Developing a clear problem statement will help you focus on where to build capacity and how to measure outcomes and plan for sustainability. Interventions without a clearly articulated problem statement may lose steam over time, or not know whether they have made a difference. Communities should use their data about consumption, consequences, readiness, and resources to frame their problem statement in specific terms.
A good problem statement will meet each of the following criteria:
- Identify one issue or problem at a time
- Avoid blame (e.g. “young people do not have enough positive activities,” rather than “the kids here have nothing to do and are troublemakers”)
- Avoid naming specific solutions (e.g. “young people in our neighborhood are getting into trouble during after-school hours,” rather than “we don’t have a youth center”)
- Identify outcomes that are specific enough to be measurable
- Reflect community concerns as heard during the assessment process
When you develop your problem statement, be sure to describe what actually exists that is problematic, rather than what is lacking. A problem statement that defines a problem as a “lack” of something assumes that addressing this lack will solve the problem. In reality, there may be multiple factors that are contributing to the problem.
example, a problem statement that reads, “hospital staff lack training on how to address opioid overdoses” assumes that training alone will solve the problem. In reality, there may be many factors—such as lack of awareness among prescribing providers regarding opioid overdose risk factors, inadequate availability of post overdose care—that also contribute to the problem. Defining the problem as a lack of training alone will narrow your planning focus and direct energy and resources to strategies that are not likely to be sufficient on their own, while other important factors are missed. A better problem statement may be:
“For young adults ages 21–25, the second largest category of drug-related emergency room visits involved the misuse of prescription opioids.”

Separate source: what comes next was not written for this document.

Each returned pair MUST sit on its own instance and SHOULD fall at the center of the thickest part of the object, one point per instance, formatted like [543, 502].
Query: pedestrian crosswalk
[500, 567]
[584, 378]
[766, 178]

Keeping the focus on the priority behaviors, consequences, and/or underlying intervening variables at this stage in the planning process will help you select a comprehensive array of strategies that will be more effective in addressing the problems you have identified. 52
Use your local data about consumption, consequences, readiness, and resources to frame your problem statement in more specific terms and to choose the age range to address. Developing a problem statement specific to your community helps your coalition focus on where to build capacity and how to measure outcomes and plan for sustainability .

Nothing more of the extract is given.